“We face an extremely grave problem. The church’s messages are subject to a type of manipulation and falsification by some western media,” (Cardinal Tarcisio) Bertone said in an interview with Le Figaro Magazine published in Paris on Saturday.
“I see a fixation by some journalists on moral topics, such as abortion and homosexual unions, which are certainly important issues but absolutely do not constitute the thinking and work of the church,” he said.
“Why this deafening silence?” he asked. “We have to say the press does not write much about the social and charity work of thousands of Catholic organisations around the world.”
Is it a “grave” problem? I can understand that it’s an annoying one. The media, however, do not exist today to give favorable coverage of events to any particular individual or group. Thanks to capitalism, news reporting is a profit-driven affair and the truth is that people will pay to learn about scandal, conflict, and soap operas.
I find the “fixation” statement incredible. The cardinal seems never to have been to America. If he had, he would have seen that issues of sexual or reproductive morality indeed constitute almost all of the public thinking of the Church’s hierarchy, at least since the late 1980’s. And even when the bishops turn their attention to liturgy, they get their fluffy slippers muddy with the question of a communicant-politician’s stance on abortion or homosexual unions.
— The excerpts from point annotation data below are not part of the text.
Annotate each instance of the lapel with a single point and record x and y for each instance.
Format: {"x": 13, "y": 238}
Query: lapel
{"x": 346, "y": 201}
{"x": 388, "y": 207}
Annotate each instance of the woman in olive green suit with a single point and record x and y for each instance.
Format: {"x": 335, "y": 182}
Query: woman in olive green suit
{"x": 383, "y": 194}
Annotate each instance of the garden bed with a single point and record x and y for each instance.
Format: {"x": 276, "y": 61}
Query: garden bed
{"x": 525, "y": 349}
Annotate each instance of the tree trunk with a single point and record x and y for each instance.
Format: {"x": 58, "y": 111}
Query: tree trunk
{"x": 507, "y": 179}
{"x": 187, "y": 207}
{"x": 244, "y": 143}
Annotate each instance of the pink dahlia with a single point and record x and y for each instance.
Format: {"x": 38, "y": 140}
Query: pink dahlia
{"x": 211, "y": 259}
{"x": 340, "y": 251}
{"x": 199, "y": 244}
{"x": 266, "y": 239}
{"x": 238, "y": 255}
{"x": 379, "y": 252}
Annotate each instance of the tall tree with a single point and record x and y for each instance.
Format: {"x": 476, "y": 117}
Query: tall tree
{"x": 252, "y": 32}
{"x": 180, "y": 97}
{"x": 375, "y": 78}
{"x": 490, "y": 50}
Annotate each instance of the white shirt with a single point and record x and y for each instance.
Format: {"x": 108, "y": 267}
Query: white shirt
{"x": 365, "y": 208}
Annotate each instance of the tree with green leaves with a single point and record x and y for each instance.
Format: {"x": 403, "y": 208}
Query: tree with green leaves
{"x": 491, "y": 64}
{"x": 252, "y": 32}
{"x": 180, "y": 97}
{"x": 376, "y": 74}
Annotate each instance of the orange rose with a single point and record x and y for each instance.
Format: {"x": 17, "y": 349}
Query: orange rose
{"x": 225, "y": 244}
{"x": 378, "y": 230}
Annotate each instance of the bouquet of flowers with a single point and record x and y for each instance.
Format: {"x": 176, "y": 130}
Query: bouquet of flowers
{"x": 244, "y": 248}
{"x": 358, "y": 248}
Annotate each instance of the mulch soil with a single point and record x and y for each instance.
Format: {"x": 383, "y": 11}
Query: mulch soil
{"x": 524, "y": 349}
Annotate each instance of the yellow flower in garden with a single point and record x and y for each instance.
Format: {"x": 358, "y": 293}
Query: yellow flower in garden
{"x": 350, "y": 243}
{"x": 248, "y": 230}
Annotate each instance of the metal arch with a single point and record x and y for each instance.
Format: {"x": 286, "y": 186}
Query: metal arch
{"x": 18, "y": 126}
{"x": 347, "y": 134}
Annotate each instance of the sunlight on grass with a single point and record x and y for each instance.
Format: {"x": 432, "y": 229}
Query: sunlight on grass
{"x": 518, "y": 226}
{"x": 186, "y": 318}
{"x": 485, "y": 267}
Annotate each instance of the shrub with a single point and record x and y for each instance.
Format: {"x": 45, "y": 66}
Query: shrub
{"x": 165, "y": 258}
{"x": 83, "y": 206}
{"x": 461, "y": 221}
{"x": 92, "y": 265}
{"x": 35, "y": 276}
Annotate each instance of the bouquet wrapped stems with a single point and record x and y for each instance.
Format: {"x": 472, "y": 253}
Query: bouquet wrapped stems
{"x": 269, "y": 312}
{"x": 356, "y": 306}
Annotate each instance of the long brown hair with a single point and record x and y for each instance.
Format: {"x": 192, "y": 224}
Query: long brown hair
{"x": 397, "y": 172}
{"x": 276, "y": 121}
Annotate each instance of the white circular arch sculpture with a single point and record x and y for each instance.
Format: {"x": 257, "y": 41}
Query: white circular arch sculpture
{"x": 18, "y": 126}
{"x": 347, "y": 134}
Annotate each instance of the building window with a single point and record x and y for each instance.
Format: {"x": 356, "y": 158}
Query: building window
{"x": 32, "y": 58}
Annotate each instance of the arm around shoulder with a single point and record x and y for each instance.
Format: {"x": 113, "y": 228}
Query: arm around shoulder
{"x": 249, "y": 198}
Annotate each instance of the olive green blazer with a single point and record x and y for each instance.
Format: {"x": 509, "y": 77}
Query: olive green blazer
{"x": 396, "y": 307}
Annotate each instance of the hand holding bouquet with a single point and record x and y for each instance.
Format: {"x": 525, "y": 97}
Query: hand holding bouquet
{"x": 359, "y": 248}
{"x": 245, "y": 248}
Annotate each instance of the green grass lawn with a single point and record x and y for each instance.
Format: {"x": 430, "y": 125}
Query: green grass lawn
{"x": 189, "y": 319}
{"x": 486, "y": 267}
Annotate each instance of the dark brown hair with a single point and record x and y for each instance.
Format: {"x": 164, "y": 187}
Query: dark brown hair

It would be interesting to query people leading the way in the social and charity works done in Genova, Bertone’s archdiocese until recently. What would these leaders say about Bertone’s pastoral and PR emphases when he was archbishop?
Is this to say that bishops can’t or shouldn’t teach or publicize on sexual matters? Of course not. However, if a balance is desired, bishops should take a serious look at the quality of prudence and the expected outcomes of every significant public utterance. Meanwhile, I’m not too sympathetic with the good cardinal. The secular media does not exist to cater to our needs. I’d rather that Christian actions spoke more loudly, more clearly, and more unencumbered. We can devote resources to good public relations. Or we can let the chips fall where they may. But we can’t expect other people to do our jobs for us.